Abstract

Clusters, consisting of a small number of atoms, have been in the focus of physical and chemical research for several decades. They often show dramatic size effects. The addition of a single atoms can change their properties rather abruptly because of, for example, the discreteness of shell filling (Knight et al. 1984) or sphere-packing effects (Echt et al. 1981). When clusters become larger and reach the nanometer scale, other effects are observed, such as quantum confinement; the intense red fluorescence observed for nanostructured silicon (Canham 1990; Cullis and Canham 1991; Wilson et al. 1993; Lockwood 1994; Cullis et al. 1997) is a popular and frequently cited example of this effect.
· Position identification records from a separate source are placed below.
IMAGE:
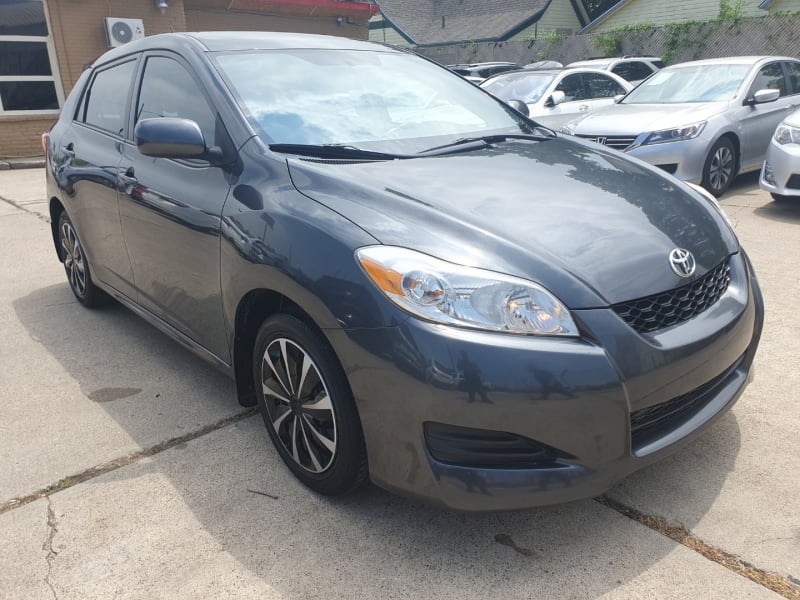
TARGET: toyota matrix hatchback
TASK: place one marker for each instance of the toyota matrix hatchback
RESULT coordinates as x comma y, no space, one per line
416,284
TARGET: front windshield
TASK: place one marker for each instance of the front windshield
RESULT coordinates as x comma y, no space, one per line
527,87
386,101
702,83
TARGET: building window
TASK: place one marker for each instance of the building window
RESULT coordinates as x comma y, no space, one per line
29,81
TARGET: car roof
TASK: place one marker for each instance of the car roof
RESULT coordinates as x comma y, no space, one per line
220,41
731,60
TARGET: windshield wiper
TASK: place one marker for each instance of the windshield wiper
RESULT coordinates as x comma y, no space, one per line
488,140
333,151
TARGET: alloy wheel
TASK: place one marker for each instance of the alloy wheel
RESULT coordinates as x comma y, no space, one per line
74,260
721,168
299,405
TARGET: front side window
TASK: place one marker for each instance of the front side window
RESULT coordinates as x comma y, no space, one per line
632,71
389,101
572,86
601,86
168,90
105,104
28,76
793,69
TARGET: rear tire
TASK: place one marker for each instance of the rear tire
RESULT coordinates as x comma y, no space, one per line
79,275
719,169
307,406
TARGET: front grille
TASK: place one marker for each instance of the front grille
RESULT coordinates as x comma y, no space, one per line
666,309
656,421
618,142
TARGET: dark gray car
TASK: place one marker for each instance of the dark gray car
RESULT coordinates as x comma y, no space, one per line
416,284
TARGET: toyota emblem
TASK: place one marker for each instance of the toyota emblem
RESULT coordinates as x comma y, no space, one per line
682,262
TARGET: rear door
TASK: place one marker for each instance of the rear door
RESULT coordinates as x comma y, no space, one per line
171,209
89,153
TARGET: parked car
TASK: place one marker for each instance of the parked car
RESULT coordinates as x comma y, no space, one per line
415,283
554,97
704,121
477,72
780,174
634,69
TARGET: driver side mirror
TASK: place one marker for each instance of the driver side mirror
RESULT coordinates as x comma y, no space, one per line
763,96
555,99
167,137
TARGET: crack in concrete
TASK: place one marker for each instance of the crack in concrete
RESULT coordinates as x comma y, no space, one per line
772,581
22,208
122,461
52,529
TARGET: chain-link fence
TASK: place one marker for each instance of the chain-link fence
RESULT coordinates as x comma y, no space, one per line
771,35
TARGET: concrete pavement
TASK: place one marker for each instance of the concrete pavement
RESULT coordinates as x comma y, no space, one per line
180,495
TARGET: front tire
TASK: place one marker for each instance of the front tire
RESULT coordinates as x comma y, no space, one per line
719,169
307,406
79,274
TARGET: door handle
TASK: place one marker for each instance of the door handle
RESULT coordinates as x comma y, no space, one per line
128,179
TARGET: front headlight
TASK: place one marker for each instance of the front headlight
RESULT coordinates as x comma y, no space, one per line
786,134
452,294
675,135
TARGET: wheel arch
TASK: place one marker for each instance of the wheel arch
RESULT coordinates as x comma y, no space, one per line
253,309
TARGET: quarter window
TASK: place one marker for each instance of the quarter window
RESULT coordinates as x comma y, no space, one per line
106,101
28,73
770,77
169,90
572,86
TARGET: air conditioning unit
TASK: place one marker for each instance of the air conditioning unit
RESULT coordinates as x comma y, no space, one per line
122,31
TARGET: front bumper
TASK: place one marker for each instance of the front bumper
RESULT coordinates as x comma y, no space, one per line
685,160
780,173
572,395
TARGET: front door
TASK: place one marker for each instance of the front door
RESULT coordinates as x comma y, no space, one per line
171,211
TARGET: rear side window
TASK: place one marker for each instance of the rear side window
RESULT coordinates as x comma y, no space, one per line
632,71
793,70
106,100
169,90
770,77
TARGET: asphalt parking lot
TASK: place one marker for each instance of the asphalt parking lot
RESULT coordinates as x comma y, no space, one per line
127,469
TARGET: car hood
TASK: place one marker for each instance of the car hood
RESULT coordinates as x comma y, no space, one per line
590,225
633,119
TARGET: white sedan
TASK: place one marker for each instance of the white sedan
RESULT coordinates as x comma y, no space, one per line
780,173
554,97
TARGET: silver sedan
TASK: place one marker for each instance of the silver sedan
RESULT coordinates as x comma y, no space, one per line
780,174
555,96
703,121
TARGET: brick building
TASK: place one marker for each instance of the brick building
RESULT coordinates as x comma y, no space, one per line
45,44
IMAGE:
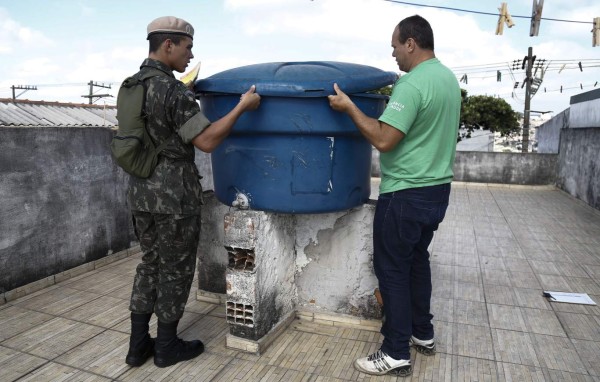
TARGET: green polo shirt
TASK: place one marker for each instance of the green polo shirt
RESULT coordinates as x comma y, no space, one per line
425,106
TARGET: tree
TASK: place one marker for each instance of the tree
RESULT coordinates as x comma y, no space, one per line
488,113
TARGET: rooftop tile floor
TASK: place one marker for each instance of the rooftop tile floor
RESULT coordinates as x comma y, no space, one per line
495,253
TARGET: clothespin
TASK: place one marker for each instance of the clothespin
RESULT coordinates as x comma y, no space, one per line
596,32
536,17
503,18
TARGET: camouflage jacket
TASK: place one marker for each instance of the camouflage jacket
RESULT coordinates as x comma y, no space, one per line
174,186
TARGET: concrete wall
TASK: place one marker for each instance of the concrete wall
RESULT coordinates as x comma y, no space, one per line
585,110
493,167
548,134
63,202
505,168
579,164
334,262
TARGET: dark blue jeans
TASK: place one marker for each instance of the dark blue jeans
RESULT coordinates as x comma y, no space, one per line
403,228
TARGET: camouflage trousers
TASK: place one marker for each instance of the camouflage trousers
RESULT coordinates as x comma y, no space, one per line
163,279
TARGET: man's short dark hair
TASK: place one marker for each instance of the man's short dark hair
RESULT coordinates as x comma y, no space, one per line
157,39
417,28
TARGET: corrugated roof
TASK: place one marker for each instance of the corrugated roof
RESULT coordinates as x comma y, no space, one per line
55,114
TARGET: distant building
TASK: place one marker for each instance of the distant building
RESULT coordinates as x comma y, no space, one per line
25,113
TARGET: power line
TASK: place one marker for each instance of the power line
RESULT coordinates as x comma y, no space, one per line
483,13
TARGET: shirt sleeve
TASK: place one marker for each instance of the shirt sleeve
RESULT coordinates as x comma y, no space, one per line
403,107
187,117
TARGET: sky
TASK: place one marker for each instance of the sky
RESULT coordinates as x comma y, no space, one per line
61,45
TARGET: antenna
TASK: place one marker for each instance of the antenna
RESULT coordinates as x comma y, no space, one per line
21,87
91,96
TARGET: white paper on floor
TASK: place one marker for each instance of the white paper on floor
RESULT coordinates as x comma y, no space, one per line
571,298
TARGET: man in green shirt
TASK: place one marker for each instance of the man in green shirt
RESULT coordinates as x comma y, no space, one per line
416,136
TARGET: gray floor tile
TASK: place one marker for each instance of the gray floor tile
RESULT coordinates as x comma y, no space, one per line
511,372
583,285
53,337
541,321
15,320
524,280
588,353
442,271
499,294
14,363
442,309
473,369
514,347
554,283
58,300
442,289
517,265
470,312
466,260
496,277
468,291
558,353
104,311
472,341
467,275
580,326
506,317
57,372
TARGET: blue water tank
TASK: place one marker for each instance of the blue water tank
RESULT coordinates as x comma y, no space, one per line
294,154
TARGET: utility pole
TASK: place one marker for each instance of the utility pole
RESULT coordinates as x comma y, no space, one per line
528,80
91,96
21,87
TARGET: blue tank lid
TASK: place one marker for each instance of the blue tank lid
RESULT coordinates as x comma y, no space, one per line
297,79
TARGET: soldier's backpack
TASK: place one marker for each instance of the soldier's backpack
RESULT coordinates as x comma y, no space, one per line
132,147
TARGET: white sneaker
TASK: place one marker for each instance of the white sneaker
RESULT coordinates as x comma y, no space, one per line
424,347
380,363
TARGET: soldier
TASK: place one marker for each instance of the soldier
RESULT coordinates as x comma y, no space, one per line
166,206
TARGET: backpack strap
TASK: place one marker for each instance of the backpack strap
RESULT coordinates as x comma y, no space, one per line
142,77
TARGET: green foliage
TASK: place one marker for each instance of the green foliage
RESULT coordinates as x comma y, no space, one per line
488,113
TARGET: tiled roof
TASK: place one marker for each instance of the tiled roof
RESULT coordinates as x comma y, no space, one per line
27,113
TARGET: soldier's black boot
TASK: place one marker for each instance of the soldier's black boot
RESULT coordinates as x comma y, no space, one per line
170,349
141,345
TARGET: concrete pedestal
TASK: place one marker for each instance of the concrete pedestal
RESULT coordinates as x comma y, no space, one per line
260,275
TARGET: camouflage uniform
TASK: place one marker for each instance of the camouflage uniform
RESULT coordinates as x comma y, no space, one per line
166,206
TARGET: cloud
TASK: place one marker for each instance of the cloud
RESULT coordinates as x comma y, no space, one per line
14,35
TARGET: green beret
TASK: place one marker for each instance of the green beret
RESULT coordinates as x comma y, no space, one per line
172,25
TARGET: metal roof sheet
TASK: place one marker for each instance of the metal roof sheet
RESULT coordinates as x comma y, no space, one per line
54,114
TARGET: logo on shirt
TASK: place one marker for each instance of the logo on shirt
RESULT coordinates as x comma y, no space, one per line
396,105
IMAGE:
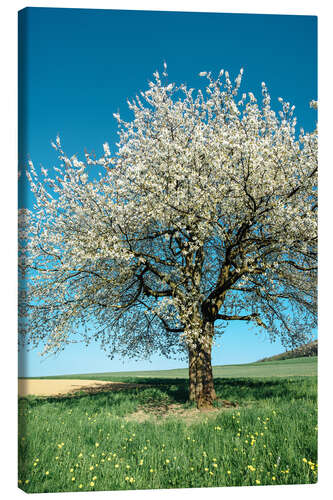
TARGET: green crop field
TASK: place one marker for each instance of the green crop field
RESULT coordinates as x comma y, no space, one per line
151,437
285,368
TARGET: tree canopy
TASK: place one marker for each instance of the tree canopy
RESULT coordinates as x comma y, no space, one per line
207,213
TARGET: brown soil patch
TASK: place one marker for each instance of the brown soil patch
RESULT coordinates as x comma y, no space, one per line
176,410
61,387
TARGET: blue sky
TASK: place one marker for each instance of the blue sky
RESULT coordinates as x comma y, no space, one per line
78,67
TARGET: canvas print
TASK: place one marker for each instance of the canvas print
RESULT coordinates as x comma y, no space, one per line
167,250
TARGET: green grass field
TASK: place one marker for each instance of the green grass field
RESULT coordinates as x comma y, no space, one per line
286,368
137,439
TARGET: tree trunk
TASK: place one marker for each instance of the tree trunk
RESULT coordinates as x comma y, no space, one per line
201,383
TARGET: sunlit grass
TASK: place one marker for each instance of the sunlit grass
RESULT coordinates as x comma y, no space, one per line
86,443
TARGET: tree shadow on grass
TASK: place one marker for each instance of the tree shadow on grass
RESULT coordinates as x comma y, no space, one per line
156,390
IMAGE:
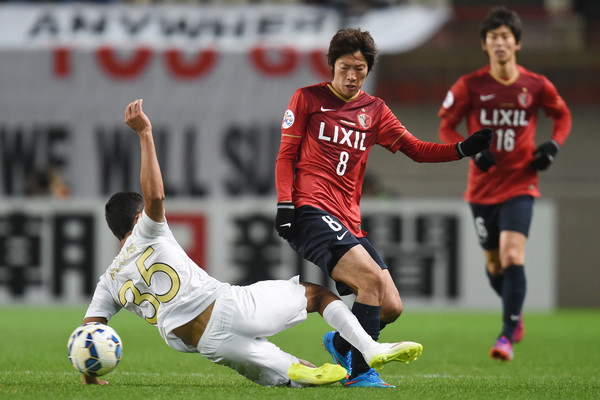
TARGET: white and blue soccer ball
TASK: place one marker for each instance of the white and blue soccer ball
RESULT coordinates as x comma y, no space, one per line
94,349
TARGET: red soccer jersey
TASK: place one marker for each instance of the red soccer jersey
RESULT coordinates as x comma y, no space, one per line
325,143
510,109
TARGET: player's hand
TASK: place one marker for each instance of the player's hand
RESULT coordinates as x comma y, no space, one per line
135,117
484,160
478,141
284,221
544,155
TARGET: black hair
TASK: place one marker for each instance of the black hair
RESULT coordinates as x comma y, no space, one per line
499,16
120,212
349,41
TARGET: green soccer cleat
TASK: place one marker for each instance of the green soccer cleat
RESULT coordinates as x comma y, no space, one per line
385,352
323,375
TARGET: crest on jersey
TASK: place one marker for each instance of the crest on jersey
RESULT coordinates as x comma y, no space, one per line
525,98
364,120
288,119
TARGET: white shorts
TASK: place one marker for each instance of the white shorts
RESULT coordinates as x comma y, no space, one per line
242,318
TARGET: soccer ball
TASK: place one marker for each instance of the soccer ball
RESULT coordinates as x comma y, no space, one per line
94,349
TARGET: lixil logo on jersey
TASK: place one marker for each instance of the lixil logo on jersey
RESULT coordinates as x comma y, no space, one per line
288,119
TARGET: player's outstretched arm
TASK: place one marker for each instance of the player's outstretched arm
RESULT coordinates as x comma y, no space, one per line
150,175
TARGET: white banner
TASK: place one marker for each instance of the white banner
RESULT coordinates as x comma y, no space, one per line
53,252
227,28
215,101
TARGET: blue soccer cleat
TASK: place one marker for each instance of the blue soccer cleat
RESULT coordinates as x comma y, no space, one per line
345,360
502,349
367,379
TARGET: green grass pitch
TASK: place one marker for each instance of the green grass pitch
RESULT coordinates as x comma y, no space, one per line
558,359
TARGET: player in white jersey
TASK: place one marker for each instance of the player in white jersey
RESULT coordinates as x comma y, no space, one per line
154,278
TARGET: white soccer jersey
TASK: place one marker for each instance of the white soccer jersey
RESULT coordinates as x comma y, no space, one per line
153,277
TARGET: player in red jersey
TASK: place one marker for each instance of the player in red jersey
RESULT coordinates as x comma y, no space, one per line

The discovery of fluorescent nanoscale silicon at room temperature by Canham (Canham 1990) increased the already quite intense research into silicon clusters further, and to date numerous examples of nanostructured forms of fluorescent silicon have been reported (Takagi et al. 1990; Brus et al. 1995; Hirschman et al. 1996; Borsella et al. 1997; Ehbrecht et al. 1997; Cullis et al. 1997; Huisken et al. 1999; Pavesi et al. 2000; Belomoin et al. 2000, 2002; Falconieri et al. 2005; Mangolini et al. 2005; Brewer and von Haeften 2009; Vincent et al. 2010; He et al. 2011; Dasog et al. 2014; Li et al. 2016). Hence, we have a rich set of data available on electronic and structural properties that underpin our understanding of the fluorescence of silicon clusters and nanoparticles.